Avevo già osservato come il fenomeno della “Great Resignation”, originatosi negli Stati Uniti, stia prendendo sempre più piede anche in Italia. Si tratta di un lascito “non urlato” del proprio posto di lavoro per ragioni diverse: la poca flessibilità; l’attività non in grado di soddisfare le ambizioni professionali personali; il non allineamento tra valori personali e valori aziendali.
La tendenza in atto è confermata dai numeri del 2022, all’interno della nota trimestrale sulle comunicazioni obbligatorie del Ministero del Lavoro, relativa all’ultimo trimestre dello scorso anno. Sono quasi 2 milioni 200 mila le dimissioni registrate, in aumento del 13,8% rispetto al 2021; più uomini che donne, ma questo è facilmente comprensibile considerata la geografia del lavoro che vede ancora disparità di genere nelle diverse attività lavorative.
Si avverte la necessità di dare più spazio alla propria felicità che al denaro. Soprattutto per i giovani, che ancora non hanno carichi personali o familiari, cercare di vivere una vita soddisfacente, da subito, è un’esigenza prioritaria. Infatti, sono proprio loro che tendono ad andarsene, a spiccare il volo all’estero, ad espatriare come accadeva in passato, in cerca di opportunità che esprimano i propri talenti e che aprano alla crescita professionale. Giovani laureati, con competenze e qualifiche specifiche, che vanno via per un futuro migliore.

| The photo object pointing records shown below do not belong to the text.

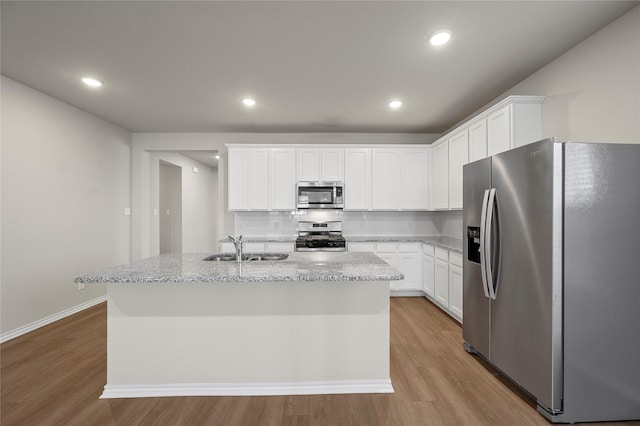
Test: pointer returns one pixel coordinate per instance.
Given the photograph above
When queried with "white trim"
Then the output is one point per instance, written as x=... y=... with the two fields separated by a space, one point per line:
x=406 y=293
x=51 y=318
x=248 y=389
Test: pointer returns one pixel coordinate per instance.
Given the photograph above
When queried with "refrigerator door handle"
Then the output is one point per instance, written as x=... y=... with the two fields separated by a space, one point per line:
x=483 y=236
x=487 y=241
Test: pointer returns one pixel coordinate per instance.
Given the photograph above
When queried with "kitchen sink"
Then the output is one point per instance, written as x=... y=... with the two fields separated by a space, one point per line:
x=230 y=257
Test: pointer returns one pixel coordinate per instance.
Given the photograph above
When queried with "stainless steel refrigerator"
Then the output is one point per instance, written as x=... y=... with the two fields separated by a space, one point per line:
x=552 y=275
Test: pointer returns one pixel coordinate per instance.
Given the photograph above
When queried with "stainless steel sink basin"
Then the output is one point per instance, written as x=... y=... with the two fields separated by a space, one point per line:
x=221 y=257
x=230 y=257
x=270 y=256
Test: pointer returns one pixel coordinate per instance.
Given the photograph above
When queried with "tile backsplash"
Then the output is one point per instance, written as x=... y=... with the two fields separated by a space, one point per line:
x=271 y=224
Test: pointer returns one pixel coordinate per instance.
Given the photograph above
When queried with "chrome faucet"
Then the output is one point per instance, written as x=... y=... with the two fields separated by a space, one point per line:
x=237 y=243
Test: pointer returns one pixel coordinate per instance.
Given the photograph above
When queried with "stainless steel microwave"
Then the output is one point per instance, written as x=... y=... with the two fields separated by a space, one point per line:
x=320 y=195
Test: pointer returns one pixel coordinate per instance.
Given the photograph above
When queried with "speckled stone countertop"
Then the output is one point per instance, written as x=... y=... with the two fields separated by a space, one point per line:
x=444 y=242
x=283 y=239
x=310 y=266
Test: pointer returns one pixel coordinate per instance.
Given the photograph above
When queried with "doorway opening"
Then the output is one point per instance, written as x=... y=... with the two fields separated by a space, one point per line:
x=170 y=206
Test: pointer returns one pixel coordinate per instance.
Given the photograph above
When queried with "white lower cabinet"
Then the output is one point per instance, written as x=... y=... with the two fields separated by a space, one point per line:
x=455 y=286
x=442 y=283
x=428 y=271
x=442 y=278
x=404 y=256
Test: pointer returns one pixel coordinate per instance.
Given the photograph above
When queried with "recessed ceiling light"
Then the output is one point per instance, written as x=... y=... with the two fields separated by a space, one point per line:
x=440 y=37
x=91 y=82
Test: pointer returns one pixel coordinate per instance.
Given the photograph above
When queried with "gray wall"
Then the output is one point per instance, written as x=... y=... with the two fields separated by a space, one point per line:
x=593 y=90
x=65 y=185
x=198 y=193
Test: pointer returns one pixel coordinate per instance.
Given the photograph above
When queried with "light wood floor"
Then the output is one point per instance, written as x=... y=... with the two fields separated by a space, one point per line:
x=54 y=376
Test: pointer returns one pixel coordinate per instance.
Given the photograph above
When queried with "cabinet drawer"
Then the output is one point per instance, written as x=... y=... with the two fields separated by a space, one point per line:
x=386 y=247
x=361 y=246
x=278 y=247
x=455 y=259
x=442 y=254
x=408 y=247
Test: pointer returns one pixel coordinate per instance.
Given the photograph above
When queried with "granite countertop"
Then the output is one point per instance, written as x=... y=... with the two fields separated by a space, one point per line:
x=189 y=268
x=281 y=239
x=444 y=242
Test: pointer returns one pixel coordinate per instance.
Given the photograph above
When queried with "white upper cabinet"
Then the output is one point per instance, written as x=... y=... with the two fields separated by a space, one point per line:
x=357 y=179
x=308 y=164
x=238 y=179
x=320 y=164
x=261 y=179
x=440 y=175
x=499 y=130
x=414 y=179
x=332 y=164
x=248 y=179
x=458 y=157
x=385 y=194
x=282 y=179
x=478 y=140
x=517 y=123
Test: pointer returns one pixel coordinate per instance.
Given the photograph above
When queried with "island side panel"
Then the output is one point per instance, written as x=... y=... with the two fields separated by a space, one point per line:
x=251 y=333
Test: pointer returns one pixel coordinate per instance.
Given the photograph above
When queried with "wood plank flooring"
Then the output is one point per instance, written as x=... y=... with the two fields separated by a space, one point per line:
x=54 y=376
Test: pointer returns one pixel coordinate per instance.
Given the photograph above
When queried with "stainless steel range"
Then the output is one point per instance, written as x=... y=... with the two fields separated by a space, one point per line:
x=320 y=236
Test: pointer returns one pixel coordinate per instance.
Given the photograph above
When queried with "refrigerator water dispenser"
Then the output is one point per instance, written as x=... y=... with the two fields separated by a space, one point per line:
x=473 y=244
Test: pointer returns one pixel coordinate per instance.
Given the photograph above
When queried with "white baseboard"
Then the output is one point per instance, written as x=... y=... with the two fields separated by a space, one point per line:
x=248 y=389
x=51 y=318
x=407 y=293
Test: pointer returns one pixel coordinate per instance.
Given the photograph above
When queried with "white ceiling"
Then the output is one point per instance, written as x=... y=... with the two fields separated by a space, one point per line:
x=325 y=66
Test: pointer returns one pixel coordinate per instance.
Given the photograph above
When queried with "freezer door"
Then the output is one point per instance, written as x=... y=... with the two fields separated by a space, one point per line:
x=475 y=312
x=526 y=327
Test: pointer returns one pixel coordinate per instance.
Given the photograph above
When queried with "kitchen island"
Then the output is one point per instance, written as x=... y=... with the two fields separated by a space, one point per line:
x=314 y=323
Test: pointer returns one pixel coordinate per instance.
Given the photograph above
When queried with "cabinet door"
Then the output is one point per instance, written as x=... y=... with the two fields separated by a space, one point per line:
x=282 y=182
x=499 y=130
x=442 y=283
x=391 y=259
x=441 y=175
x=308 y=164
x=428 y=277
x=332 y=165
x=458 y=157
x=455 y=291
x=357 y=179
x=385 y=189
x=414 y=179
x=411 y=266
x=238 y=179
x=361 y=246
x=478 y=140
x=259 y=179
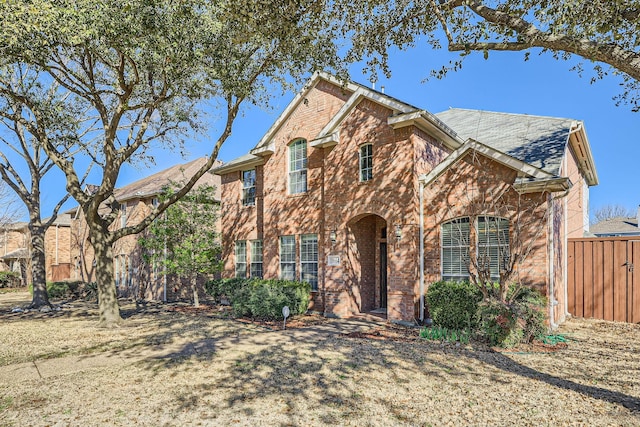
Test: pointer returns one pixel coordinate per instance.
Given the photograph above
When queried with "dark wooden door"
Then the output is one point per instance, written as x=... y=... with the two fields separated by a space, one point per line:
x=383 y=275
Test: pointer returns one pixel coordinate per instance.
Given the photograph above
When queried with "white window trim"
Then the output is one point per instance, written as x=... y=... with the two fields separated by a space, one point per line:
x=281 y=275
x=254 y=243
x=245 y=188
x=236 y=263
x=305 y=169
x=459 y=277
x=316 y=262
x=360 y=157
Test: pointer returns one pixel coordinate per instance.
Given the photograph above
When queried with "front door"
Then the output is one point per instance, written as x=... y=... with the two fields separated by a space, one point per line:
x=383 y=275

Secondo uno studio della London School of Economics, ogni anno, dal 2015, 50mila under 30 lasciano l’Italia. Nel 2022, in percentuale, parliamo del 10,7%. Considerati i nostri livelli di natalità bassissimi, è chiaro che oltre a un problema di cervelli in fuga abbiamo anche un problema di invecchiamento della popolazione in percentuale, che non arresterà a diminuire, ferma restando una tendenza all’esodo dei giovani di queste proporzioni.
Non è che c’è da stupirsi, basti guardare i prezzi degli affitti di Milano, dove ancora ci sono opportunità lavorative ma vivere è costoso, o i livelli salariali che stentano a crescere, e che per lavori più qualificati camminano, comunque, non simultaneamente al carovita. L’esodo è presente nelle città metropolitane dove abbiamo università di rilievo, e in alta percentuale al Sud.
Un altro elemento di riflessione è sulle destinazioni preferite: prevalgono Germania e Svizzera, Paesi in cui la retribuzione riconosce maggiormente le competenze professionali. In diminuzione, invece, gli over 60 che preferiscono trascorrere la terza età all’estero.
Tornando al fenomeno delle dimissioni, in Italia cercano attivamente un nuovo impiego il 29% dei lavoratori, consegnandoci il terzo posto in classifica (Fonte: Randstad Workmonitor). Focalizzando l’attenzione su chi, infelice, preferisce essere disoccupato, la percentuale sale al 34% nella fascia di età compresa tra i 25 e i 34 anni.
Insomma, la migliore gioventù se ne va, e il lavoro, anche quando c’è, non sembra, per una buona parte, corrispondere affatto alla meta aspirata.
Ancora una volta, ripropongo, una delle mie solite domande focus: siamo consapevoli del modello socioeconomico in cui viviamo? Oggi, e a tendere? Perché se non comprendiamo dove siamo, non possiamo sapere dove vogliamo andare.
In un’epoca in cui si licenzia con una mail, la ricerca della felicità non smette di essere un faro trainante.